Over the next eight years, he was forced to work in the cocoa plantations of an abusive landowner. He had to clear brush, plant and pick cocoa beans and plough fields, and was severely beaten if he complained or was too slow. "They would hit me across the face, across the chest, over and over again," he says.
Being stateless made him more vulnerable; without legal status it was difficult for him to make a formal complaint. But one day, when he was about 14, Ousmane escaped and made his way to his birth village in search of relatives. Since he had no documents, he did what many stateless people desperate for some kind of legal identity do.

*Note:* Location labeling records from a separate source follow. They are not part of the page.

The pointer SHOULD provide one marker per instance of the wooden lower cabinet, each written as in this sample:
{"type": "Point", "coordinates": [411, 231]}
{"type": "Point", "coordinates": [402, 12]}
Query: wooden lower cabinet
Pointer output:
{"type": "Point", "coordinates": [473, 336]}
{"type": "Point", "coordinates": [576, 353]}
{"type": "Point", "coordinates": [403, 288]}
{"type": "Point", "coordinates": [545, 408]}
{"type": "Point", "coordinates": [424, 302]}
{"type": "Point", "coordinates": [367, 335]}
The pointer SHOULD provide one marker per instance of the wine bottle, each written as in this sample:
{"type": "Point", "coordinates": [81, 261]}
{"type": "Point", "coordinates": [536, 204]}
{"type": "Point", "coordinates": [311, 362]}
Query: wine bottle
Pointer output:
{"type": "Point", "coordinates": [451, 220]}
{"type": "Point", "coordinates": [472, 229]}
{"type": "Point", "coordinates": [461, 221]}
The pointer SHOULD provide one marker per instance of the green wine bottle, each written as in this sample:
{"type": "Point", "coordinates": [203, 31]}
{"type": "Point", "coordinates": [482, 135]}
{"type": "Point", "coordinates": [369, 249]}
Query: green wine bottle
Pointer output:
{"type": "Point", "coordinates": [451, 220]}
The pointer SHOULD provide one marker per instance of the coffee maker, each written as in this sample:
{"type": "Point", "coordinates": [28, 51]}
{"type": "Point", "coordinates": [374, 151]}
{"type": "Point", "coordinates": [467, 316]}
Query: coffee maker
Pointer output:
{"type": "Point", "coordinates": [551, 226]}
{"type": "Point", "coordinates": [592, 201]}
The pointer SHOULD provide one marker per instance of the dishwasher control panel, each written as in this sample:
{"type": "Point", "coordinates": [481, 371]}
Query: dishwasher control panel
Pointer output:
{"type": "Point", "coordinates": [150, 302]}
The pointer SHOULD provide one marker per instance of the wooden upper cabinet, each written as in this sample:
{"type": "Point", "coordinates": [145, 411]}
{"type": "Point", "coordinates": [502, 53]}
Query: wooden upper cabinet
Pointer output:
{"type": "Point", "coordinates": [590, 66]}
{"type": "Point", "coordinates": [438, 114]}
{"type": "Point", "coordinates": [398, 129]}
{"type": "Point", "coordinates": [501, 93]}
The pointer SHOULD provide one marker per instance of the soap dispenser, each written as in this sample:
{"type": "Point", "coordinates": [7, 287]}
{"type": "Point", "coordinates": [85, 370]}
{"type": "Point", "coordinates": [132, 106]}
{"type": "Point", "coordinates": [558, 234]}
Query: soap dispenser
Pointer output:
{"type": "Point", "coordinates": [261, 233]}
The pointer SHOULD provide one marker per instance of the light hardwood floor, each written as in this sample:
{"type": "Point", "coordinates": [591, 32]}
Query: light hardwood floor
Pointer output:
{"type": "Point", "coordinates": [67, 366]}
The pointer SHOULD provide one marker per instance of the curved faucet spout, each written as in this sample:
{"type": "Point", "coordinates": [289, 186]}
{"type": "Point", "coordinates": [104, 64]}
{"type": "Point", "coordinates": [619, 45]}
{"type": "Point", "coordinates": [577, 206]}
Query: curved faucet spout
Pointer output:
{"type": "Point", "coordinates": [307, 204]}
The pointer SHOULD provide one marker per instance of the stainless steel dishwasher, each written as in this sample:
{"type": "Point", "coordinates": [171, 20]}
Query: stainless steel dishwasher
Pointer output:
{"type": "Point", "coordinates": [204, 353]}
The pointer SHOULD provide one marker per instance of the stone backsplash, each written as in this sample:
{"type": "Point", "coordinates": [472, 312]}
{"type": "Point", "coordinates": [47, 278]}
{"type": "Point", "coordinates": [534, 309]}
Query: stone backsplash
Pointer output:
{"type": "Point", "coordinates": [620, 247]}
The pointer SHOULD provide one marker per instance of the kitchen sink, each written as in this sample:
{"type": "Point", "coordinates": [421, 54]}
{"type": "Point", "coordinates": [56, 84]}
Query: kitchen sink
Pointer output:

He obtained the consular card of a young Burkinabé man who had recently died and used it to cross the country and get past checkpoints. The card is issued by the Burkina Faso authorities to Burkinabés living in Côte d'Ivoire to confirm their citizenship. There was no sign of his elusive father, so Ousmane had little choice but to return to Gbapleu, where he at least knew people.
He realized more and more over the ensuing years that his lack of documentation was a serious problem– if he was caught using someone else's identity card, he could face criminal charges. So he eventually decided to apply for a consular card from the Burkinabé mission in Duékoué, one of the main towns in western Côte d'Ivoire.
With this document, he would be able to prove that he was recognized by the authorities as a Burkinabé citizen and receive assistance from the Burkina Faso authorities. But, with no documents to confirm his identity other than a stolen ID card, his application was immediately rejected.
To avoid further abuse and stigma, he contacted staff at a local social services centre and they put him in touch with UNHCR. At the time, he was planning to leave Gbapleu the next day, in search of assistance but mostly to escape further forced labour or beatings. He hopes that, with UNHCR support, his case will be successful, but he remains stateless and will continue to live on the margins of society, vulnerable, poor and easy to ignore.
* Name changed for protection reasons.